久しぶりに車で15分くらいのところにある料理屋さんへ。

オープンから2年ほどのお店。もとは県外の超人気店だったそうだ。もとの所在地では、このお店が引っ越してから「ロス」の人々が大勢現れたという。聞いただけで凄まじい感じが漂うその人気店が、たまたまの流れで自分が住んでいるところの隣町に移転オープンしたのだった。

それを自分は知らずに、遠来の知り合いの方から教えていただいて訪ねてみた。

初めて行ったとき、テーブルが1つ空いていて、すぐに座ることができた。しかし後になって分かったことだが、ランチの時間帯は予約するか、順番待ちをするかしないと、ほぼ座れることはない。お店に滞在して、食事をしているあいだに、何度も予約の電話がかかってくるのを聞くともなく聞いていると、予約可能な1カ月先までがほとんど埋まっていて、予約さえもままならないようすだった。

料理は伝え聞いていたとおりにおいしかった。フレッシュな野菜がふんだんに使われていて、いずれもゼロから丁寧に味付け・調理をされていることがうかがえる。ボリュームも満足。すっかり気に入って、何度か足を運んだ。自分たちは時間の融通がきくので、予約なしでも座れるように、ランチの時間帯をちょっと外して。

コロナのもろもろがあって、しばらく外食もしづらく、ここ数カ月は訪れる機会がなかった。しかし「桃のパフェ」が登場したと風の便りに聞いて、これは行かねばなるまいと意を決した。

ラストオーダーとなる16:00に店に到着。ギリギリの滑り込みで入ってみると、カウンターで一人、すでに飲食を終えて本を読んでいる男性客一人がいるほかは空席だった。予約も取れないほど混雑するのはおもにランチであって、それに続く夕方までのティータイムはさほどでもない。席に着いたら「お食事ですか、お茶ですか」と聞かれたところをみると、食材が残ってさえいれば、時間をずらすことで食事もゆっくりできる。

本を読んでいる先客のテーブルに、ワイングラスのようなガラスの器があった。先客も桃パフェ狙いだったようだ。自分もすかさず桃パフェをオーダー。加えてケーキを2種。桃ゼリーが載ったレアチーズと、ブルーベリーのバターケーキ。3点を同行者とシェア。

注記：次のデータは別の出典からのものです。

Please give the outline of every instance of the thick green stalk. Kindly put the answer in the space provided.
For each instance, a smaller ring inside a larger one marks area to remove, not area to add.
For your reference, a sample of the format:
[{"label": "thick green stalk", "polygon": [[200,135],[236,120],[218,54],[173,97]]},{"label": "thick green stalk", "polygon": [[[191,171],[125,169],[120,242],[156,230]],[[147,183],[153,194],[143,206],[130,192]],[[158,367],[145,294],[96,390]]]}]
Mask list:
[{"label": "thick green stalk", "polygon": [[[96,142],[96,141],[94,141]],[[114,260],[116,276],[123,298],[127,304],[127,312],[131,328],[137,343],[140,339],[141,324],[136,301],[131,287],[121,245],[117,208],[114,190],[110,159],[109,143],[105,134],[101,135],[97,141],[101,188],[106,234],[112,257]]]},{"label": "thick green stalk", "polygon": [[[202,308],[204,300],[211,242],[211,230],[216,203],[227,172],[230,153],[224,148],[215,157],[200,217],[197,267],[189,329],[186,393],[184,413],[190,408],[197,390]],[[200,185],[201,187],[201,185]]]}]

先にケーキ2種が出てきた。いずれも見た目からしておいしそう。特に桃ゼリーのレアチーズはゼリーのクリスタル感、そこに封じ込められた桃のたっぷり感、そしてそのゼリーのほどよい厚みに非常にそそられた。

ケーキ2種を味わっているあいだに、何度か店に電話がかかってきた。一度目は例によって予約の電話。二度目に鳴った電話に、店主さんは出なかった。かなり長いこと呼び出し音は鳴り続けていた。しかし店主さんは出なかった。

まずそこに、気合を感じた。

パフェには2種類のアイスクリーム(1つはソルベと呼ぶべきものだが)が入る。おそらく電話が鳴ったとき、アイスクリーム絡みの盛り付けが進んでいたものと思う。供するタイミングを逃してはならない、と店主さんは判断されたのだろう。今電話に出て応対していたら、パフェのおいしさが目減りする、と。カウンター越しの厨房のようすは、こちらからは見えない。でもなぜだろう、きっとそのような状況と考えなのだろうということが伝わってくる。

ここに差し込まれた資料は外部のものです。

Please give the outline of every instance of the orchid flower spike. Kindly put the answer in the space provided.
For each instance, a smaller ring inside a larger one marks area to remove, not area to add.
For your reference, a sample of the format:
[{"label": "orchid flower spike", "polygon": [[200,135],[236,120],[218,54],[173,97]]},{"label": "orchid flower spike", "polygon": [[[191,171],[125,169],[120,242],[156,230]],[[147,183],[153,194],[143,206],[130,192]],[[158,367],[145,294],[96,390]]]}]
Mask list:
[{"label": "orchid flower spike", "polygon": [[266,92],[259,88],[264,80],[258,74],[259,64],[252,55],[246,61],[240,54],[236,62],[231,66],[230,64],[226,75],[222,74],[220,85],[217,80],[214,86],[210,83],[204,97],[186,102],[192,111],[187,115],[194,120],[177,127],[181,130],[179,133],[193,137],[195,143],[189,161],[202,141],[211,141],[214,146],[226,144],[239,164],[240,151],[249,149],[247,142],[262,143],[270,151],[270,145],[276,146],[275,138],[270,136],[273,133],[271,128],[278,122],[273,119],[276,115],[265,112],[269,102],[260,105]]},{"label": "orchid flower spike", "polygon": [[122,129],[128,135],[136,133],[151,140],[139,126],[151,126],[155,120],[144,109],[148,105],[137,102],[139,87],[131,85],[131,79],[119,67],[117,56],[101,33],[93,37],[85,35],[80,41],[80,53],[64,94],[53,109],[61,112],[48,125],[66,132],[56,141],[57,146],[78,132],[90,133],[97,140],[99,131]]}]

ケーキを食べ終えるか否かというころ、本日の真打ち、桃パフェが登場。

ツヤツヤの美しい黄桃がザクザクにモリモリに盛り付けられている。裏の畑から摘んできたものであろうミント、そしてアーモンドとクルミがそっと添えられている。ふんわりクリームの下には黄桃のソルベ。さらにその下にヨーグルトアイス。ベース部分を自家製グラノーラとナッツが固めている。全体に桃のソースがかかっている。

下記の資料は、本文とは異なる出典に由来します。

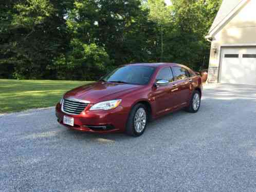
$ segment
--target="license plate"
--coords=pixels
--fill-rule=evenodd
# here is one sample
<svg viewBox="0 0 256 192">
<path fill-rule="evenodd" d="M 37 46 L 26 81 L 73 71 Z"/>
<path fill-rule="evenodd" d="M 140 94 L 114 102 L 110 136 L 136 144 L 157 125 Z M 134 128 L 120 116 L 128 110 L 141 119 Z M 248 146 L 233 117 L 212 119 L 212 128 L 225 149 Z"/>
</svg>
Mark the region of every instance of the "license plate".
<svg viewBox="0 0 256 192">
<path fill-rule="evenodd" d="M 74 127 L 74 118 L 64 116 L 63 118 L 63 123 L 65 125 L 68 125 Z"/>
</svg>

と、食べてから数日が過ぎた今になっても、この程度には細部を思い出せるくらい、うまく言えないが、なんというか、輪郭のハッキリした佇まいをした桃パフェだった。

同行者も自分もすでにケーキを1つずつ平らげていた。桃パフェはシェア、という体裁だった。しかし同行者に断りもなく、桃パフェを一人で食べきってしまった。このお店のパフェには物語のようなものを感じるのだ。最初のひとさじを味わったら、もう全部食べ尽くさせずにはおかないのだ。起承転結をまっとうするしかないのだ。

というのは言い訳だが、この桃パフェには、生のままで味わえばパーフェクトなおいしさをあらかじめたたえている黄桃を、手を加えることによって必ずやそのポテンシャルを遺憾なく引き出してみせる、生で食べるより何倍もおいしくその黄桃の魅力を食べる人に届けてみせる、という「気合」を超えた「気魄」ともいうべきものを感じる。その気魄に取り憑かれて、途中で同行者に「ひと口、どう?」と声をかける余裕を失ってしまう。と、これも言い訳だが。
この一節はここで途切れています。